I took her arm and led her to the car, which impressed her just as much as the driver. When we drove off he turned down the Bollywood music blaring from the radio. “Mam Briem, Mam,” he said when we got out on the freeway.
“Eva,” Mother insisted. “For heaven’s sake call me Eva.”
“Eva, Mam? OK. Does EvaMam want to go to the hotel, Mam, or straight to Lowland?”
“Whatever suits you best, dear. I’m up for anything.”
She leaned back and stared out the window. The seats were soft and the view clear through the large, untainted windows that made Mother admire the vehicle even more. “We’ll go to the hotel,” I said, leaning toward the driver. “Mother needs to. .”
“Nei, nei, nei,” she said slowly but loudly, with her legs stretched out over the backseat. “No special needs, bitte schön, not on my behalf. As if we’re not perfectly fine here in this luxury?” She waved a cigarette over the driver’s head to indicate that she would like to smoke in the car, and within seconds the interior became a version of my past. The acrid smell awoke memories of being carsick in Mother’s friend’s minivan during poorly-air-conditioned road trips. I rolled down my window and breathed in Holland. Mother was in her own world so when I pulled my head back into the car I felt duty-bound to strike up a conversation with the driver and asked about the car.
“It’s an Ambassador, sir. Indian car. 1800 ISZ.”
“Oh? I didn’t know you could get them here.”
“I brought it with me from Nainital, sir. That is my town in India.”
“And did you drive all that way?”
“Exactly, sir. I drove.”
“That must have been some road trip?”
“Yes, sir.” He seemed determined not to be tricked into a lengthy conversation but after a long pause he added: “I got a new engine in Carta.”
I liked this reserved driver. A man who drove over 6,000 miles across two continents and found the most notable part of the journey when he changed his engine, had to be a very responsible driver. The traffic thinned the farther we got from the city. The driver pointed to a sign in Dutch and turned off the highway onto a narrow road that cut through a rural area. Farmhouses appeared sporadically in the fields until we came to a place where a few buildings convened around a small church building. Next to the church stood a restaurant and a large house with the Dutch flag flying high. Two men sat on the porch in front of the restaurant staring into their beers while a young woman seemed to be giving them an earful, gesturing in frustration and then walking off. Spring was sneaking into Lowland. Squirrels nibbled on seeds by the roadside while the sun baked the winding track and disappeared behind the trees. In the outskirts of the hamlet lay an even narrower trail to a gate with the name “Libertas” on it, and an alley of trees running through the grounds. The driver got out to open the gate, then got back behind the wheel and burped like he had done every fifteen minutes since we left the airport. He would later explain that people who ate spicy food every day had a livelier gastric system than salad eaters and that there was no point in trying to contain the burping.
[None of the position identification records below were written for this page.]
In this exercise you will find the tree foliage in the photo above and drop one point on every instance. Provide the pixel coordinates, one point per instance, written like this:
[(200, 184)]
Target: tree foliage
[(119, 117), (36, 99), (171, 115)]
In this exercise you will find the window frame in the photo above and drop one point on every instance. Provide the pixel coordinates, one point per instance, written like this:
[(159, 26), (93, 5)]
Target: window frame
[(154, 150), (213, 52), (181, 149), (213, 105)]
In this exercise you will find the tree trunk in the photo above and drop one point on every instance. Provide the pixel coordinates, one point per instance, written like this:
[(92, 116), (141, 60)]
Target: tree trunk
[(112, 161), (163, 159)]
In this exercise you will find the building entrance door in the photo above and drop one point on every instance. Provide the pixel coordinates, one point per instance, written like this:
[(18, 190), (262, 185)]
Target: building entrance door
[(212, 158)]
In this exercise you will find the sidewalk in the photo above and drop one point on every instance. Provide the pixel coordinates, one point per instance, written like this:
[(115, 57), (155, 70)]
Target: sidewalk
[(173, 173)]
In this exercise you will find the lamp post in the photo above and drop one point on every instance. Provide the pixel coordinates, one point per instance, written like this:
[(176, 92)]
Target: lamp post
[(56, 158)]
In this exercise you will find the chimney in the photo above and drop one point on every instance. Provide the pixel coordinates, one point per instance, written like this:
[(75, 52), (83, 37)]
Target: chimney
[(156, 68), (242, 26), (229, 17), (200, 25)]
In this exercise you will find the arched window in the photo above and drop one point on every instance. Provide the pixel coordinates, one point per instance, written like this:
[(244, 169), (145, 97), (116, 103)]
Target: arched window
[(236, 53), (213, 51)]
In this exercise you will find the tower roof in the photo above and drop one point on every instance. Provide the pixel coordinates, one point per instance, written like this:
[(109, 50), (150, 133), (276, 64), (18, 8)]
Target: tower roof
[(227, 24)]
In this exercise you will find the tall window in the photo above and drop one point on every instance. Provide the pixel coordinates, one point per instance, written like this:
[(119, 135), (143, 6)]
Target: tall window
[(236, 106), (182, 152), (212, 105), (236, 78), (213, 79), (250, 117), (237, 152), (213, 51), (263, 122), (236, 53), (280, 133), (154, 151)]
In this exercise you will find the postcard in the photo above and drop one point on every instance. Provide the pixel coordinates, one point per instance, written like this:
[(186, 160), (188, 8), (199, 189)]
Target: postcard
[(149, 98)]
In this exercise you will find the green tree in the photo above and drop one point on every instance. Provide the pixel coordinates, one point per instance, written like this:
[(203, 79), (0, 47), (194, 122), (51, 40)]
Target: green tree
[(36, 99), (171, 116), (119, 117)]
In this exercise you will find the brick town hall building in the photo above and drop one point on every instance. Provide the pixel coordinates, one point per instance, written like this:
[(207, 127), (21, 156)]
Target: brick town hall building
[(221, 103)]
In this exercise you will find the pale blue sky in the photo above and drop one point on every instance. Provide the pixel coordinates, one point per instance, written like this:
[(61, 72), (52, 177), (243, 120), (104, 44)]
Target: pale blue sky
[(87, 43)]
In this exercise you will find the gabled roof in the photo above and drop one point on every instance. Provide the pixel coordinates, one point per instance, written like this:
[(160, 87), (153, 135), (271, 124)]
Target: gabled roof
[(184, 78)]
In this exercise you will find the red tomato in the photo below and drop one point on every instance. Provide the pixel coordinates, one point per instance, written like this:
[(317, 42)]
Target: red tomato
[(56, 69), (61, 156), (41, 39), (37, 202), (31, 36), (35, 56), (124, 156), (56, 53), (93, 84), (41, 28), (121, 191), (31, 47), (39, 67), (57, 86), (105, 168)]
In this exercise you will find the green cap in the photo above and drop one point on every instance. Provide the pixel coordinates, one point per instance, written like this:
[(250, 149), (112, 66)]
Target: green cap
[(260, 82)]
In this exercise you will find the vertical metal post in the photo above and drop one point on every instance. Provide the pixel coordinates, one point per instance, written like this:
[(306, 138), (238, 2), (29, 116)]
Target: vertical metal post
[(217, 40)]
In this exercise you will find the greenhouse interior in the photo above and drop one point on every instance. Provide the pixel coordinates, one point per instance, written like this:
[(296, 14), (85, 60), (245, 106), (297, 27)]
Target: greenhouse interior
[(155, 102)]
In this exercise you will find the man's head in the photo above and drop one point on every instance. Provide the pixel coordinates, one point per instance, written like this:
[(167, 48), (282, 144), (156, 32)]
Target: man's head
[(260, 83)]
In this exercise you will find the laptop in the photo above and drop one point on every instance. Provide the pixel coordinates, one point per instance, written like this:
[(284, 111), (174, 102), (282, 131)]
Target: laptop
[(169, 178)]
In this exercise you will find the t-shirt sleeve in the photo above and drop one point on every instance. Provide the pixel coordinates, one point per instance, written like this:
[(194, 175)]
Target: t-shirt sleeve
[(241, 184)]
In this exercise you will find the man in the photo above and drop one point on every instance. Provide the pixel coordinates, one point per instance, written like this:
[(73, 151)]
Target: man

I felt my mind and body relax as we drove under the continuous canopy. It was serene, the weather was still, and nothing disrupted the silence except the soft purr of the engine. I rolled down the window again and felt the crisp coolness left by the morning rain seep into the car. The humid breath of the foliage made the earth smell of carbon, rotting wood, and the vegetation that winter had concealed beneath snow. I found myself staring at a few extremely thin men with golf clubs standing on the other side of the tree tunnel. They were ashen and almost transparent compared to the robes hanging loosely on their skeletal frames. Once in a while they stopped in the groves and swung their clubs without discernable results, like a bunch of happy corpses.